Same as `drop_resources`, but instead of dropping tables from the schema, only the data is deleted from them (that is, by `TRUNCATE <table_name>` in SQL destinations). Resource state for selected resources is also wiped. In the case of [incremental resources](incremental/cursor.md), this resets the cursor state and fully reloads the data from the `initial_value`.

The schema remains unmodified in this case.
```py
import dlt

pipeline = dlt.pipeline("airtable_demo", destination="duckdb")
pipeline.run(airtable_emojis().with_resources("📆 Schedule"), refresh="drop_data")
```
Above, the incremental state of the "📆 Schedule" is reset before the `extract` step so data is fully reacquired. Just before the `load` step starts,
the "_schedule" is truncated, and new (full) table data is inserted/copied.

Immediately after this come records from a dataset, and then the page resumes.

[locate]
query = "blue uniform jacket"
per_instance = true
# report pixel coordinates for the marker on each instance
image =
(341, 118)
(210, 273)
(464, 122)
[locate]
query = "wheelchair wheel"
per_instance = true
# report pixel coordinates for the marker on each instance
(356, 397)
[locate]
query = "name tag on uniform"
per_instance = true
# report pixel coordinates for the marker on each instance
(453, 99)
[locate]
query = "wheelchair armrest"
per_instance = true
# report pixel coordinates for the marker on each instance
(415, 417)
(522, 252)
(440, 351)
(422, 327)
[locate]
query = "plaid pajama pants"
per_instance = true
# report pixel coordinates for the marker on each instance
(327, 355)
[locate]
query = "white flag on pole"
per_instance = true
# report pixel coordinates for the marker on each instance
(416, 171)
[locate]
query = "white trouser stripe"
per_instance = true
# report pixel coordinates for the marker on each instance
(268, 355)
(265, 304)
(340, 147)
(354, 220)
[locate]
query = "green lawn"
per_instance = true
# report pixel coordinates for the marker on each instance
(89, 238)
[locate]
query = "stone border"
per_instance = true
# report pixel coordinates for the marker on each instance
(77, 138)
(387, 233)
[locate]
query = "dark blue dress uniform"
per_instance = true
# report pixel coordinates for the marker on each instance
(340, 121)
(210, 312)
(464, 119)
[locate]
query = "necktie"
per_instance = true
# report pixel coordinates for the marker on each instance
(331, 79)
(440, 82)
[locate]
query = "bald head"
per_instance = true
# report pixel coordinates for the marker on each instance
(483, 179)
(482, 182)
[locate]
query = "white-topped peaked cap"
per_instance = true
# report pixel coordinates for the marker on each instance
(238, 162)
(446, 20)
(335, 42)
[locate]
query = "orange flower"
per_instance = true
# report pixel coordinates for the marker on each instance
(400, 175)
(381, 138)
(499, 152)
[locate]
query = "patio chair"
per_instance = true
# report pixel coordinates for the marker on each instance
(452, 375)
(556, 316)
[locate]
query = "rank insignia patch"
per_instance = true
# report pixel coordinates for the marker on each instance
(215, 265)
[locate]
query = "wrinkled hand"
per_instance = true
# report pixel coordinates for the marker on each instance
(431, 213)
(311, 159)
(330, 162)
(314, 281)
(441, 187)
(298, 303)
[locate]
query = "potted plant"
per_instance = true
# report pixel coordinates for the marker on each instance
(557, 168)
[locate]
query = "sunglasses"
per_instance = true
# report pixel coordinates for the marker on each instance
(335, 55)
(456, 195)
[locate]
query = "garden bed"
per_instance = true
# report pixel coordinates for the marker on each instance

## Monitor the loading progress

You can add a progress monitor to the pipeline. Typically, its role is to visually assure the user that
the pipeline run is progressing. dlt supports 4 progress monitors out of the box:

- [enlighten](https://github.com/Rockhopper-Technologies/enlighten) - a status bar with progress
  bars that also allows for logging.
- [tqdm](https://github.com/tqdm/tqdm) - the most popular Python progress bar lib, proven to work in
  Notebooks.
- [alive_progress](https://github.com/rsalmei/alive-progress) - with the fanciest animations.
- **log** - dumps the progress information to log, console, or text stream. **The most useful on
  production** optionally adds memory and CPU usage stats.

> 💡 You must install the required progress bar library yourself.

You pass the progress monitor in the `progress` argument of the pipeline. You can use a name from the
preceding list as in the following example:

```py
# create a pipeline loading chess data that dumps
# progress to stdout every 10 seconds (the default)
pipeline = dlt.pipeline(
    pipeline_name="chess_pipeline",
    destination='duckdb',
    dataset_name="chess_players_games_data",
    progress="log"
)
```

You can fully configure the progress monitor. See two examples below:

```py
from airflow.operators.python import get_current_context  # noqa

# log each minute to Airflow task logger
ti = get_current_context()["ti"]
pipeline = dlt.pipeline(
    pipeline_name="chess_pipeline",
    destination='duckdb',
    dataset_name="chess_players_games_data",
    progress=dlt.progress.log(60, ti.log)
)
```

```py
# set tqdm bar color to yellow
pipeline = dlt.pipeline(
    pipeline_name="chess_pipeline",
    destination='duckdb',
    dataset_name="chess_players_games_data",
    progress=dlt.progress.tqdm(colour="yellow")
)
```

Note that the value of the `progress` argument is
[configurable](../walkthroughs/run-a-pipeline.md#2-see-the-progress-during-loading).